Theorem 2 implies that every topological reordering of $\mathbf{A}$ is an equivalent reordering of the matrix $\mathbf{A}$. The corollary to this theorem is that the tree $T\left[\mathrm{PAP}^{T}\right]$ is isomorphic to $T[\mathbf{A}]$ if they are treated as unlabeled structures.

Combining the results of these two theorems allows us to perform a partitioning of the network into subnetworks based upon an inspection of the elimination tree. If the matrix $\mathbf{A}$ has been ordered using a near optimal ordering strategy, subtrees can be identified within $T[\mathbf{A}]$ to partition the network into the required number of subnetworks, as in Figure 4.5. At this stage the choice of subtrees is arbitrary but Section 4.3.2 introduces criteria for selecting the roots of the subtrees so that the resulting network partition gives an approximately balanced load across the processors. The results of theorem 2 allow the optimally ordered coefficient matrix to be reordered so as to give the coefficient matrix a particular desired structure. As this reordering is an equivalent and topological reordering no extra fill-ins will be introduced when processing the matrix and the same number of arithmetic operations are required to process both this and the original matrix. The importance of this result cannot be overstated as it is the foundation of the proposed parallel method. Given a system of equations a near optimal ordering may be applied to minimize the fill-in resulting from the factorisation of that system. Theorem 2 allows this minimum fill-in reordering to be ordered again using an equivalent reordering to give some desired matrix structure without introducing any extra computations or information. Examining the elimination tree of this system and using theorem 1 allows independent subtrees to be identified within the elimination tree. These subtrees may be processed in parallel by assigning them to
different processors in a multiprocessor array. A parallel solution has been created by simply rearranging the system of equations.

Theorem 1 allows the parallelism inherent in the system to be exploited and theorem 2 ensures that both sequential and parallel solutions will require the same total amount of computation. This contrasts with a number of existing parallel solutions [44, 29, 35] which rely on the introduction of extra information or computations to allow the exploitation of parallelism. The new approach will be more efficient than existing methods, assuming that all methods exploit the parallelism in a given problem to the same extent and in the same way. Note that no reference has been made to the particular triangular decomposition method adopted. This is because the parallelisation based on theorems 1 and 2 depends only on the structure of the coefficient matrix and is independent of the decomposition technique. Hence a parallel solution can be devised which utilizes any of the available triangular decomposition methods.

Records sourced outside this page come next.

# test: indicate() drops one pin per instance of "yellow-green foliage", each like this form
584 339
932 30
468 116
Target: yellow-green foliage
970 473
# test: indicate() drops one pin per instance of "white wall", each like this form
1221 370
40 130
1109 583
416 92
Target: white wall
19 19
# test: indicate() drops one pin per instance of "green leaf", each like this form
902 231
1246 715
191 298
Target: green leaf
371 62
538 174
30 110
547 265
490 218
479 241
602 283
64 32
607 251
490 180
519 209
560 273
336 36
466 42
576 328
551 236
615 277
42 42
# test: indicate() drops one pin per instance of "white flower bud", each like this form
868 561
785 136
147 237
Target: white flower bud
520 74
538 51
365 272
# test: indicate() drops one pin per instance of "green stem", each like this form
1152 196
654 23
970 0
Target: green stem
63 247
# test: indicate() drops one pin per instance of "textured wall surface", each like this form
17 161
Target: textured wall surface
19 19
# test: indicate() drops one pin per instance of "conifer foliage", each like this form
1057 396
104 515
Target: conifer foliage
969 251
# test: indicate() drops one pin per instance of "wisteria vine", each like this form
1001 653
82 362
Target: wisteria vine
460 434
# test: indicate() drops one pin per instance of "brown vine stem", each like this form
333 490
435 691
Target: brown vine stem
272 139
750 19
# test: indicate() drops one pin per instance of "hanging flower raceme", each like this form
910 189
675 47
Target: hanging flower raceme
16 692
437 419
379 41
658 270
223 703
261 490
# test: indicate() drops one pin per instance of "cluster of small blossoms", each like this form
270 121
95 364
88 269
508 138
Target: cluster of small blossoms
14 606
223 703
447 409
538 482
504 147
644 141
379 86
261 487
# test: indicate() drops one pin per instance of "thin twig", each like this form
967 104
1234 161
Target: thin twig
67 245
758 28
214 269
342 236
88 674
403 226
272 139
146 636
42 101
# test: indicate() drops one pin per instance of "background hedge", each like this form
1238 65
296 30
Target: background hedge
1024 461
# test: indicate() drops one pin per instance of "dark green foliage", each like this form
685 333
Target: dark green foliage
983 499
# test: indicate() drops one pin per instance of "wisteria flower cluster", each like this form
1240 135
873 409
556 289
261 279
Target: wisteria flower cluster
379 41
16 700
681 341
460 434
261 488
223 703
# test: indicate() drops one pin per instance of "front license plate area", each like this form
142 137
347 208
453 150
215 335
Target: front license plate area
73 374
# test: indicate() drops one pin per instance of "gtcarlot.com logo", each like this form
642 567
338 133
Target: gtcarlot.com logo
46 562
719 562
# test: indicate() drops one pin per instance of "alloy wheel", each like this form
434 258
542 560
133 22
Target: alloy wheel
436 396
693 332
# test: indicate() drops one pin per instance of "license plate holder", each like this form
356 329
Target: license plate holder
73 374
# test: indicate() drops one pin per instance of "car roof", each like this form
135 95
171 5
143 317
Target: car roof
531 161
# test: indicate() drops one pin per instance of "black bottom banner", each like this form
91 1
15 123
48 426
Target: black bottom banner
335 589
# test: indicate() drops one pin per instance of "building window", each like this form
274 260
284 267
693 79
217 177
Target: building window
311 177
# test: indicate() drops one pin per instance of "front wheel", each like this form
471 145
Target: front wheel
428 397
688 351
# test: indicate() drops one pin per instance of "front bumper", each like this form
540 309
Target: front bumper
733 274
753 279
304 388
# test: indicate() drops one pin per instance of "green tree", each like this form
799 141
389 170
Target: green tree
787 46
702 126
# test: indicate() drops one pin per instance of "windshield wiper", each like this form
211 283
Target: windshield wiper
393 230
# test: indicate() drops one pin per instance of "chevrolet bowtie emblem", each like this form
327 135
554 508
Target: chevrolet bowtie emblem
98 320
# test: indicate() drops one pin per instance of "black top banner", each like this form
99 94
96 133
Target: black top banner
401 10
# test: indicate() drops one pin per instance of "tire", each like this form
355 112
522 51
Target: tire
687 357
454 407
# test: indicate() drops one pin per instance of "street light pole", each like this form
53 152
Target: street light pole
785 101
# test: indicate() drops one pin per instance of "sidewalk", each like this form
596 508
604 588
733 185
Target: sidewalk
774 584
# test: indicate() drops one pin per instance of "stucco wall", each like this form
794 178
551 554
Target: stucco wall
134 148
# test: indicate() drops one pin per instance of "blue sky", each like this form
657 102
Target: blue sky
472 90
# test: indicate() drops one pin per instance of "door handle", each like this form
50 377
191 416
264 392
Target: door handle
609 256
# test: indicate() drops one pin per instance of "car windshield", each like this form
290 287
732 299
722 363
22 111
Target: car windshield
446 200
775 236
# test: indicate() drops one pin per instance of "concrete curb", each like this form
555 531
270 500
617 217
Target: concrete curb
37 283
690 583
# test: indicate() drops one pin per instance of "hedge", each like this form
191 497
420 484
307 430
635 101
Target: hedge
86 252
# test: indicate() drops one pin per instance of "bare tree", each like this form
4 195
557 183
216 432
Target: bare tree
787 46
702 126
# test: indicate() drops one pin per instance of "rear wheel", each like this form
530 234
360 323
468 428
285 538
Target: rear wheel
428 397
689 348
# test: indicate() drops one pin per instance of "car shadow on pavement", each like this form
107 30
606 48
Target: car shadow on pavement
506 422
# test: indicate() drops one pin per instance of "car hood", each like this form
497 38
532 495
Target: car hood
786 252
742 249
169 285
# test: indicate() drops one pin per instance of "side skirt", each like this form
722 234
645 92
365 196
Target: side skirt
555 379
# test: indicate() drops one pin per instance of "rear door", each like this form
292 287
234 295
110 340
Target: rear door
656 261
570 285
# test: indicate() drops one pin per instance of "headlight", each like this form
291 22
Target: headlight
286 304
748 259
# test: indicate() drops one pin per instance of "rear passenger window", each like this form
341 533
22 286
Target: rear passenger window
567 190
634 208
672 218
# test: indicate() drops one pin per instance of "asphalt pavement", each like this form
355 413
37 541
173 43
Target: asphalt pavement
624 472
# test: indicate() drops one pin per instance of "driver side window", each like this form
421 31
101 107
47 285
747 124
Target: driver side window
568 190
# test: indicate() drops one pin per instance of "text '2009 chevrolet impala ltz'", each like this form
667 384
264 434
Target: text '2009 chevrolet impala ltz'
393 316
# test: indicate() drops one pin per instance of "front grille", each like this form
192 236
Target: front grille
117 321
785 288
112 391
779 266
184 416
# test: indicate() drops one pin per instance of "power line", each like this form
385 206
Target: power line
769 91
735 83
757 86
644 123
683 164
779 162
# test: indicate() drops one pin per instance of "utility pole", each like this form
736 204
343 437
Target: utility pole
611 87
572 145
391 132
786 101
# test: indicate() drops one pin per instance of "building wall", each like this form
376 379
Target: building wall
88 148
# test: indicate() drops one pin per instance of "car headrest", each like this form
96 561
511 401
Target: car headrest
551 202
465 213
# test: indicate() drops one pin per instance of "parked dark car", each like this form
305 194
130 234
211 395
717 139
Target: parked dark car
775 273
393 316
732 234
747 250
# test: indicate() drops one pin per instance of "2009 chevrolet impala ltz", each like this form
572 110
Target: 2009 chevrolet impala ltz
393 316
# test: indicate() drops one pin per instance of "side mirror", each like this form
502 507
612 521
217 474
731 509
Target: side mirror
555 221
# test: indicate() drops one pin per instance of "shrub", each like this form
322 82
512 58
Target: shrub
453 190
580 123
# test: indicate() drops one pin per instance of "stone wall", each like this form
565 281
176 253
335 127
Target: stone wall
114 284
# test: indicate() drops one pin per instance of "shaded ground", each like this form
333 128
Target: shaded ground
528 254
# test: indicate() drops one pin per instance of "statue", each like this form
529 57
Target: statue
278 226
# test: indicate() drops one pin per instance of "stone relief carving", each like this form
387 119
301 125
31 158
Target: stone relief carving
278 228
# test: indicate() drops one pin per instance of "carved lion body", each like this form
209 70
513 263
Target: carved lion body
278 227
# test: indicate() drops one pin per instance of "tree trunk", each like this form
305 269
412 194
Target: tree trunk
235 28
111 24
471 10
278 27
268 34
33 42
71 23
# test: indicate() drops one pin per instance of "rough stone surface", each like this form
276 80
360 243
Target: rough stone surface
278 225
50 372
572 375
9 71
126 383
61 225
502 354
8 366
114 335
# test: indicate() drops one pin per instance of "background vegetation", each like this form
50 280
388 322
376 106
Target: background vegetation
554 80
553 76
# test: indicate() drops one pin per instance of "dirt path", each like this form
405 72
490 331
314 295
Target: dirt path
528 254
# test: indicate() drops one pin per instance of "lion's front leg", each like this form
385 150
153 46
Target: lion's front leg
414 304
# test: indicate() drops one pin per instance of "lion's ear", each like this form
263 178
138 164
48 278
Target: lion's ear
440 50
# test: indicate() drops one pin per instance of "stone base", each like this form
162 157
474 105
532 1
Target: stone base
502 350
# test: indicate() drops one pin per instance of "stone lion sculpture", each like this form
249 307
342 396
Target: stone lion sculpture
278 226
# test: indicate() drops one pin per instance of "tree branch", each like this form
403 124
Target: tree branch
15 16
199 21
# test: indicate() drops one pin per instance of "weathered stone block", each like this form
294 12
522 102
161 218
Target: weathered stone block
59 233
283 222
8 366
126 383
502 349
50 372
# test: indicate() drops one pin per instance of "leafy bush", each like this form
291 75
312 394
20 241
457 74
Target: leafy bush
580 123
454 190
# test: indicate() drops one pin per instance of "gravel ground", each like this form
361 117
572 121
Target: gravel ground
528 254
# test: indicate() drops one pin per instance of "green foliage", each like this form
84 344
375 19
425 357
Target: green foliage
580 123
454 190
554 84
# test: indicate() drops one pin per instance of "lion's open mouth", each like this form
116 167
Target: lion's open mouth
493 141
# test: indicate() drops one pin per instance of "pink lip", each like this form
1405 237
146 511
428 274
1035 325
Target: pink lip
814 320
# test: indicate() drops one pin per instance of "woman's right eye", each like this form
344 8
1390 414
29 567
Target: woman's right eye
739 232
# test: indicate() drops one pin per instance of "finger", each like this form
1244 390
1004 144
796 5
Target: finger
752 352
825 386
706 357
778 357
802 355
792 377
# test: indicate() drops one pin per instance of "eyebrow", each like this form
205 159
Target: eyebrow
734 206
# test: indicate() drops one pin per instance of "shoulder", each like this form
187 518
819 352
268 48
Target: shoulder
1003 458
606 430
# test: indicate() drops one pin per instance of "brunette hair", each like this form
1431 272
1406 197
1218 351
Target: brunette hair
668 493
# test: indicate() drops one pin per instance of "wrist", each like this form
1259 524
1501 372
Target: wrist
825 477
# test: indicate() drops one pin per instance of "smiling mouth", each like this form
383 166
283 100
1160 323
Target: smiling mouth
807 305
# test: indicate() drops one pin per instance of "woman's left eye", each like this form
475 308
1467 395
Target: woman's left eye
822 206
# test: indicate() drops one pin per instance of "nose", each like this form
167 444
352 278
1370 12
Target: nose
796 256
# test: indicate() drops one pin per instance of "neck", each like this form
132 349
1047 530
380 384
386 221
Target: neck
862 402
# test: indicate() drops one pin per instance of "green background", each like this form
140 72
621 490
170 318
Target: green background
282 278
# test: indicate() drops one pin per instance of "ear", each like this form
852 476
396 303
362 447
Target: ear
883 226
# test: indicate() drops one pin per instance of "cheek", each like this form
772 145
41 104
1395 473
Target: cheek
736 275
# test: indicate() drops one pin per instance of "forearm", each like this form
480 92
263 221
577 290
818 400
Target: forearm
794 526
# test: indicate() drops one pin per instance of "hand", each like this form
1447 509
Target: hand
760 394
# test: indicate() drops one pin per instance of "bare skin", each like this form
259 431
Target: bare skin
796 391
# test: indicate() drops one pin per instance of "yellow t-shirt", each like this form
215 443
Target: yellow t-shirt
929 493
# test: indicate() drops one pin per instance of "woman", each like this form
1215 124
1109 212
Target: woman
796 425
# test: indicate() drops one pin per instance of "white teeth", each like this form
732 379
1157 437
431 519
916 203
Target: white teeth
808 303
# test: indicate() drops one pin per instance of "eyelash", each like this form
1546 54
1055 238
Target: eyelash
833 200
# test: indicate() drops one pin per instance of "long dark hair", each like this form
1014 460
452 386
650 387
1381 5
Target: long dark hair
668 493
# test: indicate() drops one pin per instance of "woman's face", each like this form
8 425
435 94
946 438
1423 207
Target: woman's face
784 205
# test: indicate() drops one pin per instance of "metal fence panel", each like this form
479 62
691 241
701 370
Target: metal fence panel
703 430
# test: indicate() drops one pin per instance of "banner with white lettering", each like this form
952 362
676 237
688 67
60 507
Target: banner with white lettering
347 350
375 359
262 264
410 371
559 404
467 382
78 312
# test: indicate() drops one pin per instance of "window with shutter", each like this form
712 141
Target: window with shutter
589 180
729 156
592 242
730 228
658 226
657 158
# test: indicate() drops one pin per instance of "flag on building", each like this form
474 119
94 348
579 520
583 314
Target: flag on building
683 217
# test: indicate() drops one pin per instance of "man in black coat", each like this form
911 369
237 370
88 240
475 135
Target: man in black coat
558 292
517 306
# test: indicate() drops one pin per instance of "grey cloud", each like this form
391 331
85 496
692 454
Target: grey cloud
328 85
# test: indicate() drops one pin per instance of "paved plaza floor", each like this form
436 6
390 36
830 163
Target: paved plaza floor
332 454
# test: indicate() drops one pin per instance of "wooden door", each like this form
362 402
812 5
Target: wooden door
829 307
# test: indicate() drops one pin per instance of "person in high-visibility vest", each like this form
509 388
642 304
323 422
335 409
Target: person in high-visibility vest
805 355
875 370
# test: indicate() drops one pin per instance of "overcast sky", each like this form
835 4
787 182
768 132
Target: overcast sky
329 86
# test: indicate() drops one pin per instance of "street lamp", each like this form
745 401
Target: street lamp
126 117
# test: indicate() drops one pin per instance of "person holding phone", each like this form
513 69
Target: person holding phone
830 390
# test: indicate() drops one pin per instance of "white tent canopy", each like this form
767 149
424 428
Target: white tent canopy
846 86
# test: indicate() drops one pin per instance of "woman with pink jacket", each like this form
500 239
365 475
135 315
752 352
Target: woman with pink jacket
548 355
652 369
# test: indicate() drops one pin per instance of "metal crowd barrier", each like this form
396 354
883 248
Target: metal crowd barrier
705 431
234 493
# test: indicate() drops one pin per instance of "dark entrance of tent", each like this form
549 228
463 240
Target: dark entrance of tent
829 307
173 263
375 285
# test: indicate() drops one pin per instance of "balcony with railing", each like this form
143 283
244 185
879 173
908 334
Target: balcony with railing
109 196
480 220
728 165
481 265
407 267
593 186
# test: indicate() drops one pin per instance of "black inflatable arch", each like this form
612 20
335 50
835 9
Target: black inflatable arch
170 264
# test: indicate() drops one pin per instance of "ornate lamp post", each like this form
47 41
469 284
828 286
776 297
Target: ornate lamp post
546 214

It has been stated that partitioning the elimination tree into subtrees is the same as partitioning the network into subnetworks. Partitioning the elimination tree has the effect of giving the coefficient matrix a block based structure, in the same way that partitioning the network does. Each block in the matrix corresponds to one or more subtrees in the elimination tree. Allocating the main row/column blocks to individual processors, as described in Section 3.4.1, is the final stage of the partitioning process.

### 4.3.2 Using the Elimination Tree to Achieve Load Balancing

Section 4.3 describes how the computational load may be spread across an array of processors by assigning subtrees of the elimination tree to separate processors. This approach is based on a method due to George et. al [88] known as the subtree-to-subcube mapping. George et. al pioneered the method to assign subtrees of the elimination tree onto disjoint subcubes of a hypercube multiprocessor. Section 4.3 made no attempt to discuss how suitable subtrees are identified so that there are always exactly the same number of subtrees as processors, or how to assign subtrees to processors if there are more subtrees than processors. The problem of dealing with the portion of the tree below the chosen subtrees (e.g. nodes 9 and 10 in Figure 4.5) has also not been considered.

Geist \& Ng [73] observe that the subtree-to-subcube mapping is only efficient when applied to balanced trees with a regular structure, such as those resulting from grid-based problems (e.g. finite element problems). Applying the method to imbalanced trees results
in a large increase in the amount of interprocessor communication which degrades the performance of the solution algorithm. Furthermore the method assumes there to be exactly the same number of subtrees as there are processors. Geist $\& \mathrm{Ng}$ discuss ways of treating the lower portion of the matrix when using the subtree-to-subcube mapping and they put forward two approaches. The first uses a fine grain mapping to assign alternate nodes from the lower portion of the tree to the different processors whilst the second approach considers the entire lower portion of the tree to be a subtree, rooted at the root of the full tree. The latter technique was adopted here as it is more in keeping with the concept of minimally interconnected subnetworks. Consider treating nodes 9 and 10 of Figure 4.5(a) as a third subtree. This causes nodes 9 and 10 in the associated graph (Figure 4.5(b)) to be encapsulated into a third subnetwork lying between the two existing subnetworks (Figure 4.6). This new subnetwork has the property that, if it and the branches connected to it are removed, it separates the remaining network into disjoint subnetworks. Recalling the discussion of the diakoptic method from Section 3.5.1 highlights the fact that this new subnetwork has all the properties of the cutset block of the diakoptic method, and it is in fact the cutset of the system. This can easily be verified by considering the elimination tree and the role played by the third subtree (Figure $4.6(\mathrm{a})$ ). Removing this subtree separates the tree into two disjoint subtrees. This cutset can be assigned its own processor but it cannot be processed in parallel with the other subtrees. As the structure of the elimination tree shows this cutset subtree must be processed after the other subtrees have been processed in parallel. This gives rise to the Master-Slave structure of Figure 3.2.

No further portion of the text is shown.